しかし、AIの保険金請求への利用には懸念も存在します。記事では、2023年に「欠陥のあるAIアルゴリズムを使用して請求を不当に拒否した」として集団訴訟が起こされたことに触れています(一部の訴えは棄却されたものの、訴訟自体は継続中)。また、市場調査会社ガートナーのアナリストは、医療保険におけるAIの誤りは「生死に関わる可能性がある」と指摘し、技術への信頼性の低さから導入が慎重に進んでいる現状を述べています。
臨床現場でのAI活用と倫理的配慮
ユナイテッドヘルスは、事務処理だけでなく、臨床現場でのAI活用も進めています。Optum部門の医師は、患者の同意を得た上で、診察内容を記録・文字起こしするAIツールを利用しています。さらに、AIが患者の医療記録を分析し、潜在的に見逃されている可能性のある疾患を特定し、医師に診断の推奨を行う取り組みも行われています。初期の結果では、医師の診断効率が2倍向上したとされています。

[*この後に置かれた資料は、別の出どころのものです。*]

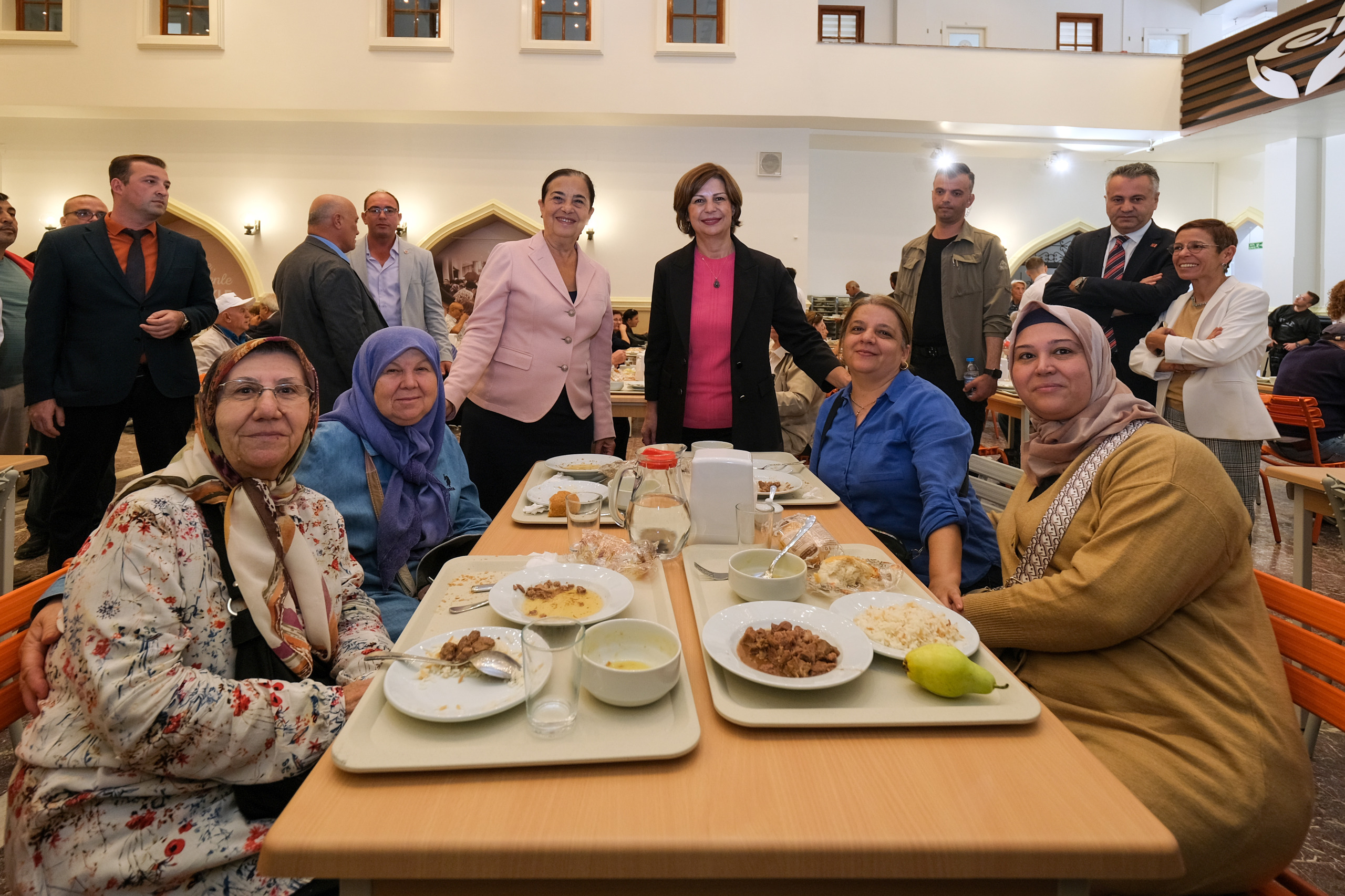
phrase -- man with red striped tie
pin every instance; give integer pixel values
(1122, 276)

このように、AIは診断支援においても大きな可能性を秘めていますが、同時に倫理的な課題やリスクも伴います。ユナイテッドヘルスは、社内外の専門家(臨床医、プライバシー・セキュリティ専門家、法律家、臨床倫理学者、技術者など)約20〜25名で構成される「責任あるAI委員会(Responsible AI board)」を設置し、AI利用におけるパフォーマンス、公平性、バイアスなどを厳しく審査していると強調しています。これは、AIを責任ある形で活用するための重要な取り組みと言えます。
日本への影響と考慮すべきこと
ユナイテッドヘルスの事例は、ヘルスケア企業におけるAI活用の最前線を示すものです。これは、日本の医療・保険業界にとっても他人事ではありません。

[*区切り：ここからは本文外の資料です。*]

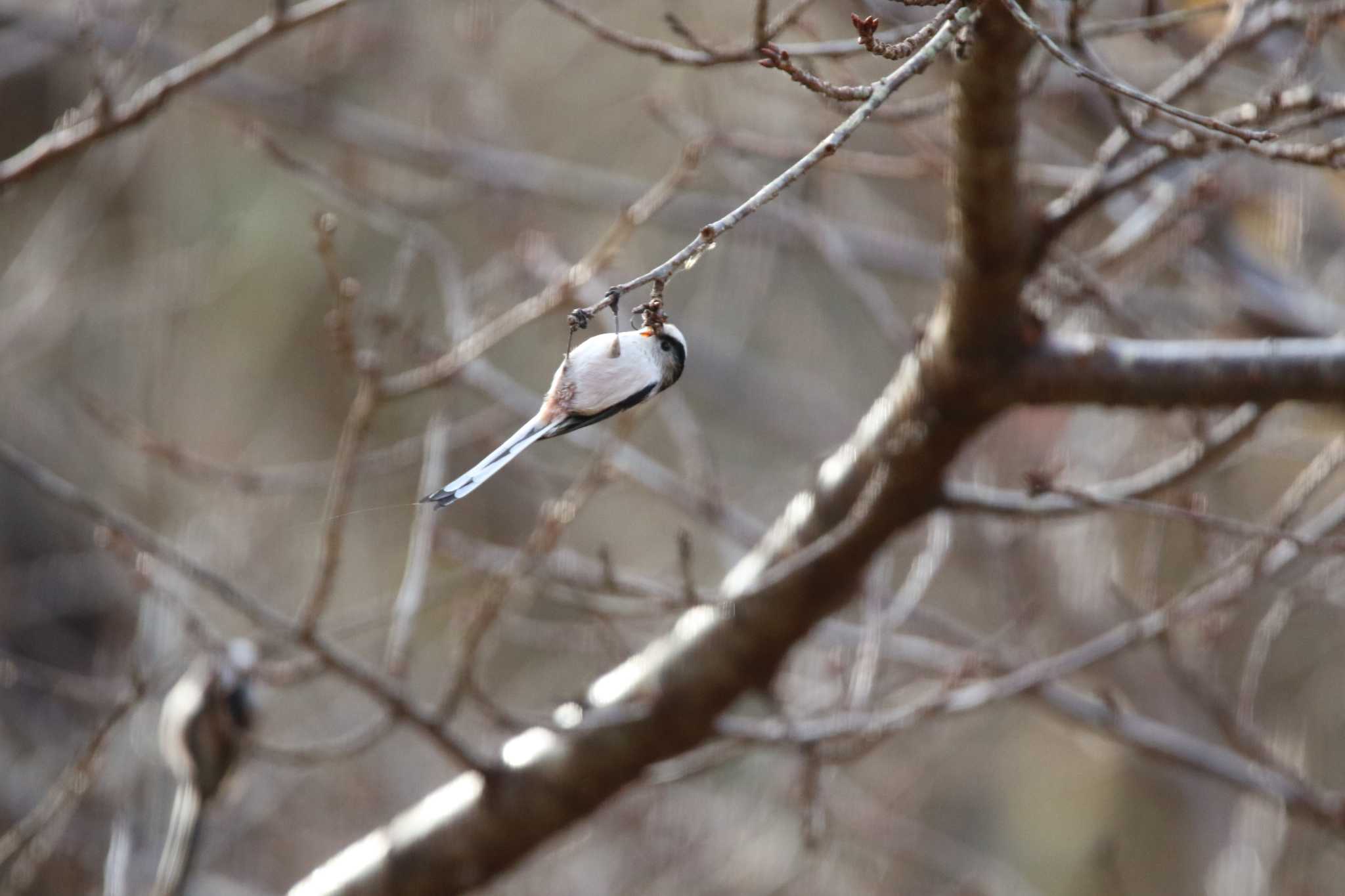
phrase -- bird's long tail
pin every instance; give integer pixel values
(513, 446)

- 医療・保険業務の効率化: 日本でも、医師や看護師の長時間労働、事務作業の負担増が課題となっています。AIによる会話の文字起こし、データ入力・要約、保険請求処理の補助などは、日本の医療現場や保険会社の業務効率化に貢献する可能性があります。特に、人手不足が深刻化する中で、AIは重要な解決策の一つとなり得ます。
- 診断支援と医療の質向上: AIによる画像診断支援や診断補助は、日本でも研究・導入が進みつつあります。ユナイテッドヘルスのように、電子カルテ情報を解析して未診断疾患の可能性を指摘するAIは、早期発見・早期治療につながり、医療の質を向上させる可能性があります。

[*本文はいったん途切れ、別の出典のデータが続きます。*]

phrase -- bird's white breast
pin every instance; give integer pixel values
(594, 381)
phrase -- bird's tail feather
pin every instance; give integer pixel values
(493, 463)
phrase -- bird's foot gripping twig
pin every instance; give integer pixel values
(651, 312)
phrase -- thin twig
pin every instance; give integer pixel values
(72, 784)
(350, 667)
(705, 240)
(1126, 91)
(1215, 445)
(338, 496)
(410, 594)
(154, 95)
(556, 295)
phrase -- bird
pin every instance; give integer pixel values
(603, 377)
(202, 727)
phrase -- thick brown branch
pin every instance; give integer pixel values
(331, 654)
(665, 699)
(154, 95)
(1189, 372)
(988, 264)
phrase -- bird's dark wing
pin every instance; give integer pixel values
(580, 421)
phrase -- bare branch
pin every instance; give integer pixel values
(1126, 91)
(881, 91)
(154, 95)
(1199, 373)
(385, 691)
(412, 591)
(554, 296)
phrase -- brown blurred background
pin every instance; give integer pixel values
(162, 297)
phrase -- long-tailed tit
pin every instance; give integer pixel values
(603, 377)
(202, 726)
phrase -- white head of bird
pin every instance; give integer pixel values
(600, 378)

- 倫理的・社会的な課題への対応: 米国で起きているような、AIによる請求拒否への懸念や訴訟リスク、診断におけるバイアスの問題は、日本でも起こりえます。AIを導入する際には、ユナイテッドヘルスの「責任あるAI委員会」のようなガバナンス体制を構築し、透明性、公平性、説明責任を確保することが不可欠です。また、患者のプライバシー保護にも最大限の配慮が必要です。
- データ活用の基盤整備: AIを効果的に活用するには、質の高い医療データが大量に必要です。日本では、医療機関ごとにシステムが異なり、データの標準化や連携が十分に進んでいない側面があります。AI活用を推進するためには、データ基盤の整備や標準化に向けた取り組みが一層重要になります。
- 国民皆保険制度との整合性: 日本は国民皆保険制度の下で、公平な医療アクセスが重視されています。AI導入によって、医療の質やアクセスに格差が生じないよう、制度設計や運用面での慎重な検討が求められます。
ユナイテッドヘルスの取り組みは、AIがもたらす恩恵と課題の両側面を示唆しています。日本においても、これらの動向を注視し、技術のメリットを最大限に活かしつつ、リスクを適切に管理していくための議論と準備を進めることが重要です。
まとめ
本稿では、米国のユナイテッドヘルス・グループが保険金請求処理や臨床支援など、多岐にわたる分野で1,000件ものAI活用を進めている事例を紹介しました。AIは、業務効率化や診断支援において大きな可能性を示す一方で、請求拒否への懸念や倫理的な課題も浮き彫りになっています。同社は「責任あるAI委員会」を設置するなど、慎重な姿勢で導入を進めています。 この事例は、日本の医療・保険業界にとっても重要な示唆を与えます。AI導入による効率化や医療の質向上への期待は大きいものの、倫理的な配慮、データ基盤整備、国民皆保険制度との整合性など、克服すべき課題も少なくありません。AIという強力なツールを、いかに社会全体の利益のために、安全かつ公平に活用していくか。今後の技術開発と社会的な議論の深化が求められます。